Nous avons plaisanté sur le fait qu’il faudrait inverser les collections, la salle finalement retenue étant très classique mais aussi et surtout très masculine, et Claire a dit « Quand même, il y a des femmes qui tiennent la route – regardez, Vénus… » Ce qui a naturellement achevé de nous convaincre.
Un atelier
Cette année, je fais écrire des collégiens de Roubaix ; la première séance a eu lieu hier et il ne s’agissait pas (comme le dit le post Instagram ci-dessous) de faire écrire des « paysages états d’âme » mais il se trouve que les élèves avaient travaillé à partir de cette consigne deux jours plus tôt avec leur professeure, de sorte que j’ai eu la surprise de découvrir plusieurs textes débutant par « Demain, dès l’aube » alors même que je leur avais demandé d’écrire à partir d’extraits musicaux que j’ai diffusés, tous aussi éloignés que possible de Victor Hugo.

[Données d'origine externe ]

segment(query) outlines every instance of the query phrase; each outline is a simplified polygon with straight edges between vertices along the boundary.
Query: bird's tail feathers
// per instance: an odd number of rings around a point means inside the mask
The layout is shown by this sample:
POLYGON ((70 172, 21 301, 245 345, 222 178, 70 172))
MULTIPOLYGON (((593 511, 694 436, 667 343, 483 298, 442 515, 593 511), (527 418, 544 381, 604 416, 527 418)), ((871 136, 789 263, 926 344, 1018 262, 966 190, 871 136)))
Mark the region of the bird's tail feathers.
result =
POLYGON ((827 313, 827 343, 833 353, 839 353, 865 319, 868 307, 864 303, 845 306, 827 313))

Une élève a fait remarquer à l’un de ses camarades qu’il y avait trop de répétitions dans le texte qu’il venait de nous lire. Je lui ai répondu qu’au contraire, la répétition créait une prosodie très intéressante. « Mais quand on fait des répétitions, les profs les soulignent, a protesté la jeune fille. Vous allez me perdre, Madame ». J’ai d’abord beaucoup ri mais ensuite j’ai mesuré la difficulté de faire sentir les subtilités de la répétition poétique à des jeunes gens qui ne lisent pas (et encore moins de la poésie, et encore moins de la poésie contemporaine) alors même que de nombreux essais très sérieux traitent du sujet sans épuiser la question. Les limites d’un atelier d’écriture se manifestent dans ce genre de moment : la poésie écrite par des non-lecteurs ne peut être que ludique, basée sur des trucs et des gimmicks à imiter, mais on est frustré de la voir ainsi réduite à un gadget, un dispositif à générer du texte sans que le fond soit forcément très consistant et sans que l’élève ait exprimé quelque chose qui lui tient vraiment à cœur. Je suis en pleine réflexion sur la manière de procéder à l’avenir, l’année me réservant encore quelques ateliers avec des jeunes gens.
Souvenirs de la Factorie
Merci infiniment à Erwan Gourhant et à Marie Gautier pour ces très belles photos qui restituent parfaitement l’atmosphère de la Factorie. Ci-dessous, deux images d’un atelier d’écriture mené par Catherine et auquel Anna et moi avons participé, mercredi dernier. D’abord, un peu de méditation poétique,
puis un partage de lectures.
Et maintenant, quelques photos du grand soir, jeudi dernier, soirée de clôture d’une résidence inoubliable. D’abord, ma performance solo, quelque peu éprouvante – il y est beaucoup question de sangliers (tout comme dans celle de Maud).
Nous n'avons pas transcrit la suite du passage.